Of course money managers also have some ulterior motives here, they have large amounts of money to manage which means their risk weighting in small companies does not add up for them. Also they want even more funds under management and are not very happy when private investors want to chance their own funds rather than invest in their huge, low return vehicles; not very good for one's bonus after all.

AIM's success is also shown by some recent moves in the Spreadbetting world. The companies are de-listing AIM shares if possible - see CMC Market's this week. CMC say due to volatility; logic says they are losing their bets to canny investors and bookies don't make markets to do this, hence they are closing it. That is not telling me that AIM is a failure, it is saying that finally retail investors are gaining power against the City. With the power of the internet to research and free technical analysis tools, small investors can be equipped to do better against the "Market Machine" than ever before; it's still not a fair fight, but is a vast improvement on past years. The internet is a great leveller throught delivering access to information.

The calls of 'risk' and 'casino' are not coming in the main from small investors, but from big institutions (and America, where the NYSE has had no similar success). Of course regulation can always be improved and the LSE can look at this, but AIM is an interesting market and a force for good for smaller companies seeking finance for risky ventures. Also, plenty of main market companies tip up too, look at Connaught or Jarvis recently, the idea that it is only AIM that is high risk in recessionary times is delusional.

The constant sniping of the City Funds and their pals in the media proves it.


Anonymous said...

I couldn't agree more. Many of these (AIM) companies have management of the highest calibre and fantastic proepects, but the whole sector is often damned for the antics of a few.

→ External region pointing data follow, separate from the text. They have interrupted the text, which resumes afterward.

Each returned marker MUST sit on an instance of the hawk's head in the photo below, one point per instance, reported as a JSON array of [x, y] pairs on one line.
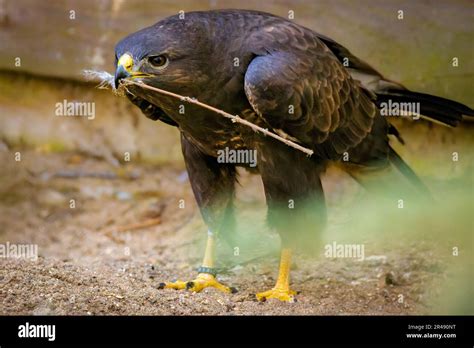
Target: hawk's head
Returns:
[[173, 54]]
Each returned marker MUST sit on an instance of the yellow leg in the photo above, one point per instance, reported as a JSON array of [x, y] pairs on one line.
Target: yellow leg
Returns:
[[281, 291], [203, 280]]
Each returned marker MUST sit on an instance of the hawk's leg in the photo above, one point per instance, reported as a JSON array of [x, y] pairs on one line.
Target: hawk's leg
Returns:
[[281, 290], [296, 208], [213, 187]]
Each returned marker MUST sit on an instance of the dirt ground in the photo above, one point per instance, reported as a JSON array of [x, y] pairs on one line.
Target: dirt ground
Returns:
[[93, 262]]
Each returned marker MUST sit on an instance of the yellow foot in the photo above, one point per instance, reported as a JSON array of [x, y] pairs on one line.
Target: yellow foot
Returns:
[[286, 295], [202, 281]]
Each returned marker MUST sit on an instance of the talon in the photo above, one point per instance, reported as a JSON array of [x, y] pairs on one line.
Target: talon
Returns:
[[285, 295], [202, 281]]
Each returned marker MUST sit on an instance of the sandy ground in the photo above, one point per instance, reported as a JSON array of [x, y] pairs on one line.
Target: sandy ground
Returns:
[[88, 266]]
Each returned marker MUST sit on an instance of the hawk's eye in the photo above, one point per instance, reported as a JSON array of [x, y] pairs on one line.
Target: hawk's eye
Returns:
[[158, 61]]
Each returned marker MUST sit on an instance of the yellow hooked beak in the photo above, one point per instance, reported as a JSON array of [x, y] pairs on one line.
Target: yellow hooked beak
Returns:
[[125, 69]]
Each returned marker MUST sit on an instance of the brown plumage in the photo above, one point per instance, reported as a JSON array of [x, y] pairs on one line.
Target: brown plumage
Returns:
[[280, 76]]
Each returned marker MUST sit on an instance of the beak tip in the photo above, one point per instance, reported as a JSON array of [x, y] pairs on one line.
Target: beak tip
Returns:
[[120, 74]]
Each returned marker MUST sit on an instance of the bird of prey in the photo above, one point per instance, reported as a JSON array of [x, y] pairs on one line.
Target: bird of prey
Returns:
[[281, 76]]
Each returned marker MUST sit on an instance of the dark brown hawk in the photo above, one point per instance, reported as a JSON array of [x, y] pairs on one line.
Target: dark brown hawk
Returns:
[[281, 76]]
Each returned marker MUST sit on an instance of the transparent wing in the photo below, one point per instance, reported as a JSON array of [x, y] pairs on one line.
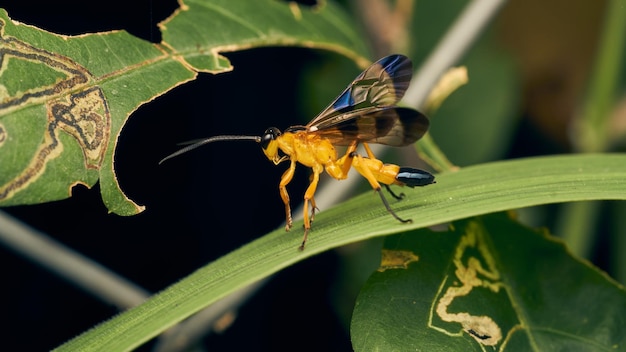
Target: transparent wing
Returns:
[[381, 85]]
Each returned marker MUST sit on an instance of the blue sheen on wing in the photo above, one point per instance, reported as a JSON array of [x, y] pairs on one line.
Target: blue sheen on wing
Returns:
[[381, 85]]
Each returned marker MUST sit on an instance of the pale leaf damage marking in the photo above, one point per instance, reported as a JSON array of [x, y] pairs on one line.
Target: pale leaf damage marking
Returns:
[[474, 267], [73, 106], [395, 259], [294, 7]]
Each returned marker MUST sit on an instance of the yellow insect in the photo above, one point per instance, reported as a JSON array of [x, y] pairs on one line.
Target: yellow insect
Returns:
[[364, 113]]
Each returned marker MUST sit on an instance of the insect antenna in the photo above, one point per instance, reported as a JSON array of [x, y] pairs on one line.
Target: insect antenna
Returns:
[[198, 143]]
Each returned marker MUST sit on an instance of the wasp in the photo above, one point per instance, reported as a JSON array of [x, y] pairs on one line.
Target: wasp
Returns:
[[364, 113]]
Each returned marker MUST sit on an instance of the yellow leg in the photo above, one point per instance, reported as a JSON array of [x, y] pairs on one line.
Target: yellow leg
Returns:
[[370, 169], [284, 180], [308, 200]]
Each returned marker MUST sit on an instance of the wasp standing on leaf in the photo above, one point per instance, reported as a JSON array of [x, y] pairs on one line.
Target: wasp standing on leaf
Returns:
[[364, 113]]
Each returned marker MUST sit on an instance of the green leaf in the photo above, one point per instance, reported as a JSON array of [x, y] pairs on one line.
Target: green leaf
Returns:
[[64, 100], [488, 282], [471, 191]]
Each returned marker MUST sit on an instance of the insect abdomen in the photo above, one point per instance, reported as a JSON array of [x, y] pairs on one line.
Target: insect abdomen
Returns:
[[414, 177]]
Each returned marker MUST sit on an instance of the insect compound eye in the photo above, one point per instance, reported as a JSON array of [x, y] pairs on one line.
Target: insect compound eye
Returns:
[[415, 177], [269, 135]]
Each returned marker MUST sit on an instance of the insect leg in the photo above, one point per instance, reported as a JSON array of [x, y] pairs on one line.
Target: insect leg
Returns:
[[371, 155], [312, 201], [393, 194], [367, 167], [308, 199], [284, 180]]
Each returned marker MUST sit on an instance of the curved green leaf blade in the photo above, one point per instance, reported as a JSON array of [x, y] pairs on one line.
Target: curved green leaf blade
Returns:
[[487, 283], [468, 192], [64, 100]]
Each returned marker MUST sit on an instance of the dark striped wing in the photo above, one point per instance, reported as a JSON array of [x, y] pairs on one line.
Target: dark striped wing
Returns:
[[381, 85], [394, 126]]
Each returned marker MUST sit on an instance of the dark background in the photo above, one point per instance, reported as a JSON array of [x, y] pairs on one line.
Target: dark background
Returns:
[[183, 226]]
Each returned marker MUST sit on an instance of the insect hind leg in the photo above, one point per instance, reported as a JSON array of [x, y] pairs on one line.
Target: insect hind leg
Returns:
[[393, 194], [367, 167], [388, 207]]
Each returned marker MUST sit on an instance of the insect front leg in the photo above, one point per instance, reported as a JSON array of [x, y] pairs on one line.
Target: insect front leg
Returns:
[[284, 181]]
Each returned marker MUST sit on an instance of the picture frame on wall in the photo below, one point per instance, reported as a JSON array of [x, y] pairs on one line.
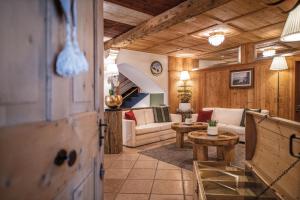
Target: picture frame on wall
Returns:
[[243, 78]]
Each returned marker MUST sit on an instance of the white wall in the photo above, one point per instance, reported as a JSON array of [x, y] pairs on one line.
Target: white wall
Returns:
[[142, 61]]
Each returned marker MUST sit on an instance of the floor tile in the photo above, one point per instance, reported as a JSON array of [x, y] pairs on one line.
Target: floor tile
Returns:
[[113, 185], [188, 187], [122, 164], [137, 186], [166, 197], [168, 174], [146, 164], [143, 157], [187, 175], [109, 196], [142, 174], [167, 187], [116, 173], [164, 165], [133, 156], [132, 197]]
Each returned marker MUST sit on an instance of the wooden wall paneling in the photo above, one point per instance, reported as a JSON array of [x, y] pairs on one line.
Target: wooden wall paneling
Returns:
[[83, 84], [22, 60], [214, 88]]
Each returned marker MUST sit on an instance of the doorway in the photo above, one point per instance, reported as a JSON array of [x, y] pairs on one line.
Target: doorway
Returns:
[[297, 91]]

I am not sure whether tighter regulation of the companies is desirable, it seems quite reasonable at present, but of course "caveat emptor" must be the watchword of all investors.

Anonymous said...

I would imagine CMC are making money off the spread rather than taking the opposite side of the spread betters. They probably trade the equivalent amount of shares when their customer places a deal, so no risk to them, unless their customers blow their accounts and end up being chased through the courts to meet a margin call.

Then you can see why they have dumped AIM stocks.

CityUnslicker said...

Anon 1.50 - true to a point, but if they were pure market makers with all risk hedged out it would not work; they risk manage their share positions and this is proving too hard to do due to volatility - easy to say blame the customers and their constant losses. If this were the case they could offer with no leverage. The reason they like the leverage is that leverage drives their profits.

Steven_L said...

Maybe the AIM companies should have to plaster an FSA risk warning on their annual reports so that fund managers in big insurance know what they are getting themselves in for.

Investments can go down as well as up

Something like that?

Timbo614 said...

I've just started looking at spread betting in order to gain some leverage :( and the brokers waffle says that they make their money on the spread. But looking at the test accounts (Play money) I have set up the spreads are sometimes very close to the "real" spread which does not leave them much room / time for errors. In addition, there are variable margins - it appears the smaller the share capitalisation the higher the margin (10% rising to 30%) you have to post out of your deposited funds.

Having looked - it looks scary! I might just stick with dividend skimming :(

Steven_L said...

The biggest con on spread betting is that the finance costs increase in line with the value of your position.

So you buy £100 worth of leverage and are paying £3 a year, but if it rises to £200 the cost of your leverage rises to £6 a year, all charged daily of course.

Can you still get margin accounts where you actually borrow a fixed amount and buy the stock?